The late inventor and philosopher Buckminster Fuller created the knowledge doubling curve, which showed human knowledge doubling throughout history, that Wilson references. In 2013 knowledge was said to be doubling every 12 months and soon, according to IBM Global Technology Services, the internet of things will lead to the doubling of knowledge every 12 hours. Then it won’t be long before information starts doubling every hour, then every minute — and just how crazy this will eventually all become is anyone’s wildest guess.

Practice the Brain-Changing Exercises With Your Friends

Practicing the exercises at the end of each chapter is an important part of the educational process that Wilson makes available to the reader. These important exercises make the lessons in the book both experiential and interactive — which is the only real way that they can be truly learned, on multiple levels throughout the body and nervous system.

Quantum Psychology is also often quite hilarious, and the sidesplitting humor illustrates Wilson’s extraordinary insights. Wilson was a brilliant satirist, a Zen trickster, a master prankster, and a bit of a stand-up comedian. When reading Wilson’s books it’s important to remember that nothing is as it first appears to be; in fact nothing is anything at all, and reality always becomes multiple.

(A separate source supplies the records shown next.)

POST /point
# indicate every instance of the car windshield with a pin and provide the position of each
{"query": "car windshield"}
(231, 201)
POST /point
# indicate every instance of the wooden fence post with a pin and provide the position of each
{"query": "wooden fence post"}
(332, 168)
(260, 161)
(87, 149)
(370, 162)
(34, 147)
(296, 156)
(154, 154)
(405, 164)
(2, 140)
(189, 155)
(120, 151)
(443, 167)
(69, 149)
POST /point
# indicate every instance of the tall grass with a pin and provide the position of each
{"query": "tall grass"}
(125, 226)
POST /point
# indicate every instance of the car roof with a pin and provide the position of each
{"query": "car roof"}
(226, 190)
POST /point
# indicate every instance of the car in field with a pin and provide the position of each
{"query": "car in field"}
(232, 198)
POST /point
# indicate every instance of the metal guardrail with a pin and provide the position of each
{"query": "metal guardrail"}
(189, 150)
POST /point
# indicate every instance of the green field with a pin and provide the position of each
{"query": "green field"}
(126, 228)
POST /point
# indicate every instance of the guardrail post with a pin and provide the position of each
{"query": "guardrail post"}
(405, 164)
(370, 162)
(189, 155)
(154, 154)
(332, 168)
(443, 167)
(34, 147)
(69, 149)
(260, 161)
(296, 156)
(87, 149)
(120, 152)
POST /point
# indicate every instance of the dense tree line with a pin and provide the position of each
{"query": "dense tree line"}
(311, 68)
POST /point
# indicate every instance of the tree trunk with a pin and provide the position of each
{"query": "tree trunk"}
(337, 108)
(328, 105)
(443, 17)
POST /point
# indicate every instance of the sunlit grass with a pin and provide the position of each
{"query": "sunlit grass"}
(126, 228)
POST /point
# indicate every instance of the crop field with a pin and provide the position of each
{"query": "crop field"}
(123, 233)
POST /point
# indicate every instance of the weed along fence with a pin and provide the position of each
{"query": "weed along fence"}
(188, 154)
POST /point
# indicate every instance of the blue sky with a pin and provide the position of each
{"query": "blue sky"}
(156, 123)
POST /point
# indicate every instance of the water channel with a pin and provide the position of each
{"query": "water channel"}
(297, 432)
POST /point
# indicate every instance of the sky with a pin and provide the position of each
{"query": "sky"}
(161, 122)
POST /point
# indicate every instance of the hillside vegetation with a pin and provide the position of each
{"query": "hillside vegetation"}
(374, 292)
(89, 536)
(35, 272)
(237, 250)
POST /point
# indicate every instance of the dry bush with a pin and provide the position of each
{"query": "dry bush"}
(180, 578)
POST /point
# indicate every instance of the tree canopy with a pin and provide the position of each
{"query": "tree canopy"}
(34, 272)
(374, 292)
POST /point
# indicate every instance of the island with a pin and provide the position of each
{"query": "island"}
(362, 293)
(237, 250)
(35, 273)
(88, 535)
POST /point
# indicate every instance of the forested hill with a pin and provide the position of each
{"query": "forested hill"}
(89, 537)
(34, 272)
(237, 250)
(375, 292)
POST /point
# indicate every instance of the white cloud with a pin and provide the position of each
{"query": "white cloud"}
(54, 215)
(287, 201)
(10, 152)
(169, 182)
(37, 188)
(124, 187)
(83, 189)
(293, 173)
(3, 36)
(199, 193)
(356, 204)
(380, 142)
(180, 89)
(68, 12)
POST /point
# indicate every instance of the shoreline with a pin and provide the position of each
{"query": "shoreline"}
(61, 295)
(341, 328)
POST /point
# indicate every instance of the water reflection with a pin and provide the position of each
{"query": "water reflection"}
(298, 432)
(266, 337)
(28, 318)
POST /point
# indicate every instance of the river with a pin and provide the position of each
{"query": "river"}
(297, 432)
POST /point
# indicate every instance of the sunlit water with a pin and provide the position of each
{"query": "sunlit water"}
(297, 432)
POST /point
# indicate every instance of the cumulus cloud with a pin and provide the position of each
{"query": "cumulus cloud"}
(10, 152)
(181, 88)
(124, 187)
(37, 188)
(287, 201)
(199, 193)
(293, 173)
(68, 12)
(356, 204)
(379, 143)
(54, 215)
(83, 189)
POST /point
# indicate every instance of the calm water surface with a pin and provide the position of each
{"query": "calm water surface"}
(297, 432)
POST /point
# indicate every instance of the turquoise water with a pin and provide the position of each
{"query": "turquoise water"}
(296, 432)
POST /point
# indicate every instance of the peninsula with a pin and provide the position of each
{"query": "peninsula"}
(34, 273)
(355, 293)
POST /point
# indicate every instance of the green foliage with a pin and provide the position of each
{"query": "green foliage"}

Wilson points out how every perception is actually a gamble, based on an unconscious assessment of probabilities, and he coins ingenious (and much needed) words, like sombunall, which means some but not all. Wilson makes a point about improving the precision of communication by using the word maybe more, the word is less, and to embrace neophilia (the love of novelty). He continually reminds us how much of our perceptions emerge from our preconceptions, and that the only statements that are genuinely meaningful are those that can be empirically tested and determined to be true or false.

These are all treasured contributions to the evolution of human thought, and additionally, Wilson has always urged us to keep the lasagna flying. My original copy of Quantum Psychology was inscribed by Wilson with those precious and wise words.